Un amigo volvió de África después de un viaje de investigación para su nuevo libro. Visitó un hogar para niños abandonados. Me contó que en aquella región era usual que las familias abandonaran a los menores del clan a su suerte, como una forma de enfrentar determinadas desgracias a las que les conferían un valor espiritual, religioso. Había quienes sencillamente los dejaban en algunas de las calles caóticas de una capital sucia y azotada por la violencia; otros, en tanto, los llevaban hasta instituciones extranjeras, como una encomienda que se deposita en un buzón.
Cuando mi amigo preguntó si los padres no sentían remordimiento o culpa, lo único que logró como respuesta fue una frase: "Son sus tradiciones". Esa era la explicación de todo. No era posible desmontarla. Tampoco era parte del trabajo de las instituciones de socorristas cambiar esas costumbres para mejorar el porvenir de los niños; eso era tarea de los políticos, pero como se trataba de un país sumido en la corrupción y gobernado por un dictador, lo único que quedaba era la caridad.
Esta semana, mientras escuchaba a los senadores discutir sobre la despenalización del aborto en caso de violación, recordé la respuesta que le dieron a mi amigo sobre los niños abandonados de aquel hogar.
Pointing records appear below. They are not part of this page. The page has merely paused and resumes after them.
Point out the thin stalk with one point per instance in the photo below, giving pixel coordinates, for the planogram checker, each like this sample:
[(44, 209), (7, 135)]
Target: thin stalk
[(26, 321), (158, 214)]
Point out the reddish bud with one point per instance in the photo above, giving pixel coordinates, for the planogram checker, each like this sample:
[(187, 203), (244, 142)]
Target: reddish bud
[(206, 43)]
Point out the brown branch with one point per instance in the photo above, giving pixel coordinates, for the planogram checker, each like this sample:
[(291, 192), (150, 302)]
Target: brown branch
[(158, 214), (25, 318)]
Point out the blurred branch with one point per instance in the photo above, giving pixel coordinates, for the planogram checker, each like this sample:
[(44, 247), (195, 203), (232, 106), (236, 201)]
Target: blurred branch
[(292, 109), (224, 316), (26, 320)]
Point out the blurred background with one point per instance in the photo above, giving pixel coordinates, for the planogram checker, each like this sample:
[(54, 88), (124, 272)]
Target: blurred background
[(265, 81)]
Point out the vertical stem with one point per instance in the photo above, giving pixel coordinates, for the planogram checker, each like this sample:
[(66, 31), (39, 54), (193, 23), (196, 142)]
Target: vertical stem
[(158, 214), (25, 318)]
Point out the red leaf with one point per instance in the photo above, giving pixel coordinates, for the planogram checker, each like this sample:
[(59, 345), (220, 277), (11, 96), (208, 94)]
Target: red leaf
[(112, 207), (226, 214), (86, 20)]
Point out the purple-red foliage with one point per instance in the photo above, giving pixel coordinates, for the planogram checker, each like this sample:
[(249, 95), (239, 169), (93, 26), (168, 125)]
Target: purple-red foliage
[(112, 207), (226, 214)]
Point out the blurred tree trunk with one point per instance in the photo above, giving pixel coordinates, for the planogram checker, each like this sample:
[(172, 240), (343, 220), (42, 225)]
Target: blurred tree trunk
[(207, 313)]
Los discursos de los parlamentarios de la derecha y de parte importante de la Democracia Cristiana se movían en la misma frecuencia de aquellas familias africanas; hombres y mujeres que en lugar de hablar de hechos y discutir argumentos, preferían acudir una y otra vez a frases que sólo daban cuenta de su personal modo de ver el mundo, la fe privada que -aparentemente- guiaba sus conductas públicas o, al menos, sus discursos públicos. Uno de ellos distinguía, por ejemplo, violaciones "normales" de otro tipo de violaciones sobre las que no se extendió, pero que aparentemente no serían tan graves; un segundo senador ensayó una especie de filosofía de la reproducción humana en clave gerencial afirmando que las mujeres eran meras administradoras de la mórula que con las semanas llegaría a ser un feto; una tercera parlamentaria se quejó de que las plantas tenían derechos y no los embriones, mientras su compañero de bancada habló de los violadores como eventuales "padres" del hijo de su víctima. Seguramente, ese padre también tendría derechos sobre el embarazo de la mujer.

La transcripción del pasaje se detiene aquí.